Between 1988 and 2009, it was Morrissey who reigned as “post-Smiths” legend – most of the discography was good and when it wasn’t, he worked fast enough that it didn’t matter. But whilst he took an unforgivable five years to construct the steaming horseshit-heap of last year’s World Peace Is None Of Your Business, the indie world turned its heart-shaped sunglasses to his old friend, the jangle wizard Johnny, whose debut album, The Messenger, it was promised, would rain down upon the devoted in 2013.

Now, herein lies the ultimate flaw of Adrenalin Baby Marr’s solo material wasn’t even that good to start with. The Messenger and Playland (solo album #2, released in 2014) fell way short of the greatness achieved by Moz and co. in the ‘80s.

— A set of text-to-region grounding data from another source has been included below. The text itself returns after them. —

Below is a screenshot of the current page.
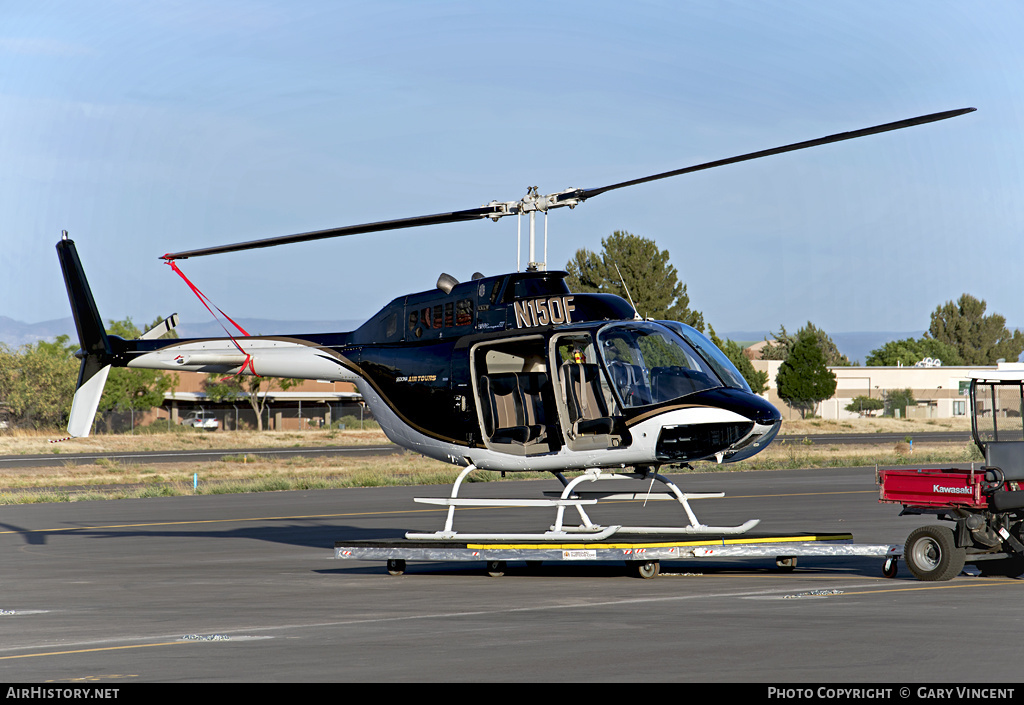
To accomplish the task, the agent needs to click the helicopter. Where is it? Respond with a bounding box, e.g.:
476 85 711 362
57 107 974 540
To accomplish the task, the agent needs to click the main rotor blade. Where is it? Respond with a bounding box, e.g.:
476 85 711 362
162 205 503 260
557 107 976 204
163 107 974 260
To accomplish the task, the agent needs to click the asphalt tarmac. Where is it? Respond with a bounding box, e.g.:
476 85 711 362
1 466 1021 685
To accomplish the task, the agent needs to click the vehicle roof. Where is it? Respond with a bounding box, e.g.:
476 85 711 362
968 369 1024 382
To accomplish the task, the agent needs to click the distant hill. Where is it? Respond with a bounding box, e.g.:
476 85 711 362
831 331 928 365
0 316 79 347
722 330 926 366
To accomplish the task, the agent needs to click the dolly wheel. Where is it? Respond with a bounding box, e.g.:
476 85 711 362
629 560 660 579
387 559 406 576
776 557 798 572
904 525 965 582
883 557 898 579
486 560 506 578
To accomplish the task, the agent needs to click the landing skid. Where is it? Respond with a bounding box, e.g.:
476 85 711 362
406 465 759 542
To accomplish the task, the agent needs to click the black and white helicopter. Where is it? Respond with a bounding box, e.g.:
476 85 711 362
57 107 973 541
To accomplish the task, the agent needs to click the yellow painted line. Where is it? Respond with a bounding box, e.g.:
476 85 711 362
729 490 876 499
0 640 194 661
834 579 1024 597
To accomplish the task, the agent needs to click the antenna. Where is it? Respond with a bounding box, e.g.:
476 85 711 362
613 263 641 320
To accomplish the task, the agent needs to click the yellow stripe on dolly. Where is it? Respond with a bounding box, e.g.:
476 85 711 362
467 533 854 551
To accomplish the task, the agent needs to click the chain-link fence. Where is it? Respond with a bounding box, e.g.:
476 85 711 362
100 401 375 434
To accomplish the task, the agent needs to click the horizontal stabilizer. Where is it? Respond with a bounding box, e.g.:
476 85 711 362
140 313 179 340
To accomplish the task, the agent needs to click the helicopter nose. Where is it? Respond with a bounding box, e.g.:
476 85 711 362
752 399 782 427
725 418 782 463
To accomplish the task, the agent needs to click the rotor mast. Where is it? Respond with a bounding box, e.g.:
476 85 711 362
494 185 581 271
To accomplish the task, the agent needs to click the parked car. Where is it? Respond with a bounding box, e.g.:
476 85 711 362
181 411 219 431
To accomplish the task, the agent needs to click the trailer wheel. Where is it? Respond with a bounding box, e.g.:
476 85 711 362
629 560 660 579
905 526 965 582
883 557 898 579
386 559 406 576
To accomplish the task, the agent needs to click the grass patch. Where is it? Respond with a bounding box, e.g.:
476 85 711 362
0 421 988 505
0 451 502 504
693 440 984 473
0 428 393 457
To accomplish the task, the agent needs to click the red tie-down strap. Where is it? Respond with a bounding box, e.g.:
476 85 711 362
164 259 259 379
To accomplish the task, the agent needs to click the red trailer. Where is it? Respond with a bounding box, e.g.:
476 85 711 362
878 371 1024 581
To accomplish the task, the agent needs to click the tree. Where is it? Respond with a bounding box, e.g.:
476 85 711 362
0 336 79 430
566 231 704 330
203 374 301 431
865 337 963 367
928 294 1024 365
845 395 884 416
708 326 769 394
0 315 180 433
761 322 851 366
775 329 837 418
884 388 916 418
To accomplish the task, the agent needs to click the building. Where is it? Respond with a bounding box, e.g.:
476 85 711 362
751 359 1024 421
125 371 364 432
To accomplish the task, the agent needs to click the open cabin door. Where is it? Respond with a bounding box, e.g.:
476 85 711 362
470 331 629 456
549 332 627 452
471 335 560 456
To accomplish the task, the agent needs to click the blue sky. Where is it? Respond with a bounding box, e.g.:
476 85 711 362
2 1 1023 338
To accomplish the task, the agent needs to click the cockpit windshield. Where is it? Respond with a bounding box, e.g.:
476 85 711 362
597 322 724 408
660 321 752 393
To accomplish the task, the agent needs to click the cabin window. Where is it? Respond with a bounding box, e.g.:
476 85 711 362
444 302 454 328
385 312 398 339
422 307 432 329
554 335 616 412
432 305 443 329
456 299 473 326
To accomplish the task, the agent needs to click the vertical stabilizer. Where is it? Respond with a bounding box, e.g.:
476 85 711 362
67 360 111 437
57 232 111 357
56 233 113 437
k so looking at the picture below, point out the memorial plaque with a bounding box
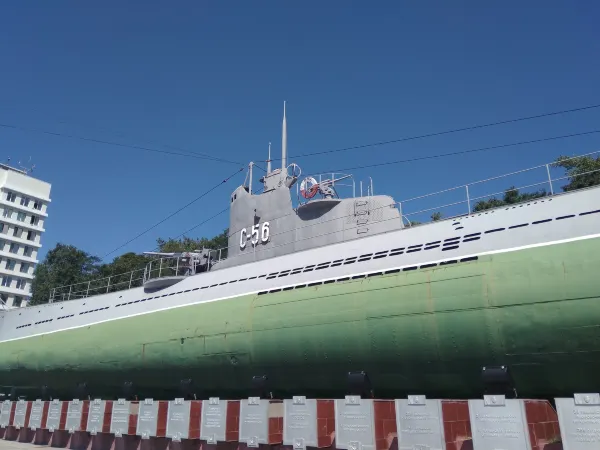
[46,399,62,432]
[13,400,28,429]
[166,398,191,441]
[110,399,131,437]
[555,393,600,450]
[0,400,12,427]
[87,399,106,435]
[468,396,531,450]
[334,396,375,450]
[284,396,318,450]
[29,400,44,430]
[66,399,83,433]
[201,397,228,443]
[239,397,269,447]
[137,398,158,439]
[395,396,445,450]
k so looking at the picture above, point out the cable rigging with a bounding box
[267,102,600,162]
[101,167,244,260]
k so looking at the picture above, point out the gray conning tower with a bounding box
[214,103,402,270]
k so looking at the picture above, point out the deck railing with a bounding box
[47,151,600,303]
[144,256,198,283]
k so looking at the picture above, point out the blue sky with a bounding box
[1,1,599,262]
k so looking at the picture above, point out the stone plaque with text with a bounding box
[468,396,531,450]
[110,399,131,437]
[46,400,62,432]
[201,398,227,443]
[29,400,44,430]
[284,396,318,450]
[555,394,600,450]
[335,396,375,450]
[239,397,269,447]
[395,396,445,450]
[66,400,83,433]
[137,399,158,439]
[0,400,12,427]
[13,400,28,429]
[166,398,191,441]
[86,399,106,435]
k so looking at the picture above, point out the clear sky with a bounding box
[1,1,599,262]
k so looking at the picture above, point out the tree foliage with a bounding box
[31,244,102,305]
[553,154,600,192]
[472,186,547,212]
[156,229,228,254]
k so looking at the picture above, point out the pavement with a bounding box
[0,442,45,450]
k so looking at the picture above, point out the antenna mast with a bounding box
[281,101,287,171]
[267,142,272,174]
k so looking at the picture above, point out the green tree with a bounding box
[554,154,600,192]
[98,252,152,292]
[473,186,546,212]
[157,229,229,257]
[31,244,101,305]
[431,212,443,221]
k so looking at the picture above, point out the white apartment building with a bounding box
[0,164,51,308]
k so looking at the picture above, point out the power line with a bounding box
[311,129,600,174]
[102,167,244,260]
[0,122,243,165]
[267,103,600,162]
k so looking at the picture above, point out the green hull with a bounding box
[2,238,600,399]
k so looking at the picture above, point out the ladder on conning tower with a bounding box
[354,199,371,235]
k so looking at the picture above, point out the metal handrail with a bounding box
[47,151,600,302]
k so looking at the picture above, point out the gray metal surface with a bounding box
[12,400,27,429]
[28,400,43,430]
[468,396,531,450]
[283,396,318,449]
[395,396,445,450]
[334,396,375,450]
[239,397,269,447]
[65,400,83,433]
[555,394,600,450]
[166,398,191,441]
[45,400,61,432]
[109,399,131,437]
[86,399,106,435]
[200,397,227,443]
[0,400,11,427]
[2,170,600,352]
[136,399,158,439]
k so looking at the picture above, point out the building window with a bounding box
[0,223,4,233]
[6,192,16,203]
[9,243,18,254]
[26,230,35,241]
[13,227,21,238]
[15,279,25,290]
[1,276,12,287]
[0,240,5,251]
[30,216,38,226]
[6,259,15,270]
[2,209,12,219]
[17,212,26,222]
[33,201,42,211]
[20,262,28,273]
[20,197,30,207]
[14,296,24,307]
[23,246,32,257]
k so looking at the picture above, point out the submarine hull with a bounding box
[2,237,599,399]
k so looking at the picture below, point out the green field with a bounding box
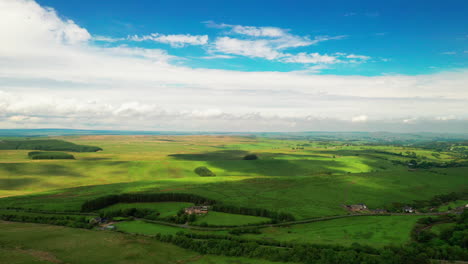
[434,200,468,212]
[243,215,425,247]
[0,135,465,220]
[193,211,271,226]
[0,135,467,263]
[115,220,189,235]
[0,221,290,264]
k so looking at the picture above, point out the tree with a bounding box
[194,166,216,176]
[243,154,258,160]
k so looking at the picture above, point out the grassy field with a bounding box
[0,135,466,263]
[115,220,189,235]
[0,221,291,264]
[434,200,468,212]
[0,136,466,220]
[193,211,271,226]
[242,215,425,247]
[115,215,423,247]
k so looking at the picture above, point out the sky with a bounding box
[0,0,467,132]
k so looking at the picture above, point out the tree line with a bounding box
[409,211,468,261]
[81,193,216,212]
[147,230,453,264]
[82,193,295,223]
[384,191,467,212]
[0,213,93,229]
[28,151,75,160]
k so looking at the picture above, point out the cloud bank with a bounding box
[0,0,468,132]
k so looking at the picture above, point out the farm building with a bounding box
[185,206,209,215]
[403,206,415,213]
[89,217,107,225]
[346,204,368,212]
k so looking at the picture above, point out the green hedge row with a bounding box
[28,151,75,160]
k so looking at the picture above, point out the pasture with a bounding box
[0,135,466,220]
[242,215,425,247]
[0,135,466,263]
[193,211,271,226]
[0,221,289,264]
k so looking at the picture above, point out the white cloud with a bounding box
[212,37,281,60]
[205,21,288,37]
[1,0,468,132]
[201,54,235,59]
[8,115,41,122]
[93,35,125,42]
[346,54,371,60]
[441,51,456,55]
[231,25,287,37]
[351,115,368,122]
[129,33,208,47]
[211,37,351,63]
[282,52,337,64]
[104,46,175,62]
[206,21,350,63]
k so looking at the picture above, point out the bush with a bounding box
[28,151,75,160]
[243,154,258,160]
[194,166,216,177]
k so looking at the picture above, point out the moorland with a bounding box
[0,132,467,264]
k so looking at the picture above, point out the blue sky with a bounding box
[36,0,468,75]
[0,0,467,132]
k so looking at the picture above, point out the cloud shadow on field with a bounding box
[0,178,39,190]
[169,150,361,176]
[0,163,83,177]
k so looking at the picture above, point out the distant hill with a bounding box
[1,129,468,144]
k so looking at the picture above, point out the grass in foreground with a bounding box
[0,221,291,264]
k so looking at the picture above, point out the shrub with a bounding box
[194,166,216,177]
[243,154,258,160]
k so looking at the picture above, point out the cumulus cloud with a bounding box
[230,25,287,38]
[129,33,208,47]
[206,21,351,64]
[346,54,371,60]
[205,21,288,37]
[282,53,338,64]
[1,0,468,132]
[212,37,281,60]
[351,115,368,122]
[93,35,125,42]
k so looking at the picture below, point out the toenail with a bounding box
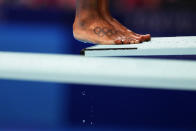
[135,40,140,44]
[130,41,135,44]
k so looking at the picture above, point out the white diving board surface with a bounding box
[82,36,196,57]
[0,51,196,91]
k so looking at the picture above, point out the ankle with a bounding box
[73,18,90,30]
[74,13,100,28]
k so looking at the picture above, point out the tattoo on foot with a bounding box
[93,26,118,37]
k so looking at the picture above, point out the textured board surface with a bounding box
[82,36,196,57]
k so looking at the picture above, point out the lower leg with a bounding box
[75,0,99,26]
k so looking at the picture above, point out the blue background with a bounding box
[0,7,196,130]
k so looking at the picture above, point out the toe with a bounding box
[130,40,135,44]
[122,38,130,44]
[142,34,151,41]
[127,34,142,43]
[146,34,151,41]
[127,30,151,42]
[132,35,143,43]
[115,39,123,45]
[128,38,135,44]
[137,36,143,43]
[134,40,140,44]
[128,37,138,44]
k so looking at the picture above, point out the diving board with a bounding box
[82,36,196,57]
[0,51,196,91]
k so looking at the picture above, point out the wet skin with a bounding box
[73,0,151,45]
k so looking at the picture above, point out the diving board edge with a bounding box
[1,51,196,91]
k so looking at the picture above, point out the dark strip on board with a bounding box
[80,48,138,55]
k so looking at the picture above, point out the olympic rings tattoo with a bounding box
[93,27,118,37]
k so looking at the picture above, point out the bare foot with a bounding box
[74,0,142,45]
[73,15,140,45]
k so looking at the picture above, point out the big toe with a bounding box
[142,34,151,41]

Consistently poor lyrics, forgettable tunes, naff singing, a frightening lack of jangle and poor art direction made these records collectors’ items and little else. Disappointment doesn’t cover it – and on both occasions, I allowed my expectations to be unrealistically high; there were absolutely no grounds for my childish hopes. Because let’s face it, what did Johnny Marr do between 1988 and 2009? When the good St. Steven’s First Of The Gang To Die soared to #6 in the UK charts in 2004, Marr was writing and recording with his band, The Healers. (If you need a clue, only one of them was known to be alive and well by the general public, and he has a fairly substantial habit of making people wish he wasn’t…)

Adrenalin Baby then, suffers for all the reasons you might expect. Aside from a ludicrously long take of Getting Away With It (a song that was stale and dull before it was even released), the LP is strewn with horrors: Marr’s singing is even worse than normal in a live setting and the instrumentation is, in its forced, energetic live state, similarly lacking. But worst of all, the set is dotted with old Smiths songs we know and love – old Smiths songs we know and love when sung by Morrissey. These fragments of the past are like shards of glass in an already stale sandwich; unwelcome, groaning renditions of titanic tracks that are famed for their camp, idiosyncratic delivery. These blasphemous streaks in the performance leave but a ghostly vapour of profundity; a skid-mark in the skinny jeans of indie legend; a foul, foul taste in the mouth of any true Smiths disciple. As if to frantically rub salt in the gaping metaphysical wound gashed open by this sonic injustice, Johnny rounds off his heretical impression of Bigmouth Strikes Again sounding surprised – “Woah…that’s a good one”. “Was”, Johnny; “was”. He goes on to ham-fistedly tackle I Fought The Law, as well – I know.

I went to see Johnny Marr last October on this very tour, when it came to the De La Warr Pavillion, Bexhill. He performed with incredible energy and seemed to be enjoying himself. But I remember feeling something there and then that must have sown the seeds of the rage present in this review. He opened the encore with that incendiary riff from The Smiths’ Still Ill, before ripping into a rich-sounding, fuzzy rendition – and then he sang, and the magic died. Here was my hero sounding like something he wasn’t supposed to – trying far too hard. I don’t know – I guess I buried it. Maybe then, my biggest gripe with Adrenalin Baby, is not how average the solo material is, how uninteresting live versions of it are or how crushing it is to hear half-arsed Smiths covers played with inappropriate, anthemic intentions – it’s probably just that I’ve been forced to relive feelings of disappointment that I’d only just managed to suppress before.